OHAYOJEPANG - Perusahaan pemasok unagi di Saitama menciptakan saus unagi tanpa alkohol agar hidangan belut panggang khas Jepang bisa dinikmati di lebih banyak negara, termasuk negara Muslim.
Selama berabad-abad, aroma khas belut panggang telah menjadi bagian penting dari kuliner Jepang.
Melansir Kyodo News (8/10/2025), sausnya yang manis dan gurih menjadi ciri khas hidangan tradisional bernama unagi kabayaki.
Setiap musim panas, masyarakat Jepang merayakan hari belut, ketika mereka menyantap belut untuk memulihkan stamina di tengah suhu terpanas sepanjang tahun.
Tradisi ini sudah menjadi bagian dari budaya kuliner Jepang.
Namun, kabayaki sulit diekspor ke negara mayoritas Muslim karena sausnya mengandung sake dan mirin, dua bahan yang mengandung alkohol.
Koihei, nama perusahaan itu, melihat peluang besar dalam hal ini dengan mengembangkan saus bebas alkohol tanpa mengubah cita rasa aslinya.
Baca juga:
Proyek pembuatan saus tanpa alkohol dipimpin oleh Yoichi Matsui, manajer penjualan Koihei.
Ia ingin mempertahankan cita rasa tradisional kabayaki tanpa menggunakan sake dan mirin.
Gagasan ini muncul setelah Koihei mengikuti pameran makanan di Tokyo pada Juni 2023.
Banyak distributor dari Asia Tenggara dan Timur Tengah menanyakan apakah perusahaan memiliki versi saus tanpa alkohol.
Melihat tingginya permintaan, Matsui membentuk tim pengembang pada Juli 2024.
Sebagian besar anggotanya adalah karyawan muda.
Mereka ditugaskan mengembangkan saus bebas alkohol sekaligus bebas gluten agar ramah bagi konsumen dengan alergi gandum.
Formula awal hanya terdiri atas empat bahan dasar: kecap asin, garam, gula, dan sirup pati.
Koihei kemudian bekerja sama dengan produsen kecap yang bisa membuat kecap tanpa alkohol dan tanpa gandum.
Namun, hasil percobaan pertama belum sesuai harapan.
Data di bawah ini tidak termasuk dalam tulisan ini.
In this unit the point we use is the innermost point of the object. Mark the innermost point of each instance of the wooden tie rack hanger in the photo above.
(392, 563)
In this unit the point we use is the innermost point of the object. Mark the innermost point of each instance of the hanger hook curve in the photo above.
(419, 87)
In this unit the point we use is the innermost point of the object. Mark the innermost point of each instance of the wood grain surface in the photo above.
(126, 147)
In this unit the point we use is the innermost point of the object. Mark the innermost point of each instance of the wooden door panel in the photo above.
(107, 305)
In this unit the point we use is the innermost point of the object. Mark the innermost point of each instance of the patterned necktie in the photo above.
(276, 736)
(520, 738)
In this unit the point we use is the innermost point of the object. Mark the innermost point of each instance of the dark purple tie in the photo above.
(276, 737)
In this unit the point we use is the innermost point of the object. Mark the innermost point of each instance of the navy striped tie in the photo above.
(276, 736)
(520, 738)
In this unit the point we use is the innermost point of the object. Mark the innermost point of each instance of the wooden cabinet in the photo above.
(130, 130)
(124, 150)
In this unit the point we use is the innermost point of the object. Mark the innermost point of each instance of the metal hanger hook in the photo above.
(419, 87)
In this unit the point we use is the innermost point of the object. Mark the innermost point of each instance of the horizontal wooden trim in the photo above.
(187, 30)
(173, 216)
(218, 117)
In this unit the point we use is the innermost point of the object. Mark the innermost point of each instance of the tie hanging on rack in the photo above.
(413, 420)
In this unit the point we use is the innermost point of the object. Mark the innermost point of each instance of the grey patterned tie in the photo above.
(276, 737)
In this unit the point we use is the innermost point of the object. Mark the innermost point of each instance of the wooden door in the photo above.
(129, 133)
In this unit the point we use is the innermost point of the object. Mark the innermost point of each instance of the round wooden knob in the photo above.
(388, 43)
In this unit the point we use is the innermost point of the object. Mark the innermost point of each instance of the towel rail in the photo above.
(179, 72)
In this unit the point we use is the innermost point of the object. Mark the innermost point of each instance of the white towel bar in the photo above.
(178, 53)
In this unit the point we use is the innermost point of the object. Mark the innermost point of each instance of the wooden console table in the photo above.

Penggunaan tamari soy sauce tanpa gandum membuat rasa saus menjadi terlalu manis. Tanpa sake dan mirin, saus juga kehilangan kedalaman rasa khas kabayaki.
Matsui lalu mengadakan survei internal yang diikuti sekitar 70 karyawan.
Mereka diminta menilai keseimbangan rasa manis, asin, dan keseluruhan rasa saus dalam skala lima poin.
Masukan dari survei digunakan untuk menyesuaikan komposisi bahan.
Koihei juga meminta saran dari para pengrajin senior yang telah lama menjaga cita rasa tradisional perusahaan.
Setelah melalui banyak percobaan, Koihei mencapai hasil penting pada Mei tahun ini.
Meski proses fermentasi kecap menghasilkan sedikit alkohol alami, tim berhasil menekan kandungan alkohol hingga di bawah 0,5 persen.
Angka ini memenuhi standar “kurang dari 1 persen” yang diterapkan banyak negara Muslim untuk izin impor.
Koihei kemudian meluncurkan kampanye crowdfunding guna melihat tanggapan publik dan hasilnya positif.
Banyak pendukung memuji saus baru tersebut karena rasanya dianggap tetap otentik dan seimbang.
Beberapa karyawan mengaku memiliki perasaan campur aduk.
Mereka memahami bahwa mengubah resep yang diwariskan selama lima generasi bukan hal mudah.
“Mengubah saus yang sarat semangat para pendahulu kami tidaklah mudah,” ujar salah satu karyawan.
Koihei tetap berkomitmen menyempurnakan saus ini agar mencapai hasil terbaik.
Saat ini, versi tanpa alkohol disiapkan untuk ekspor ke luar negeri. Namun, kemungkinan menggantikan versi lama di Jepang masih terbuka.
Matsui mengatakan bahwa perjalanan mereka belum berakhir.
Ia menegaskan akan terus melakukan perbaikan setiap hari hingga mendapatkan hasil yang benar-benar memuaskan.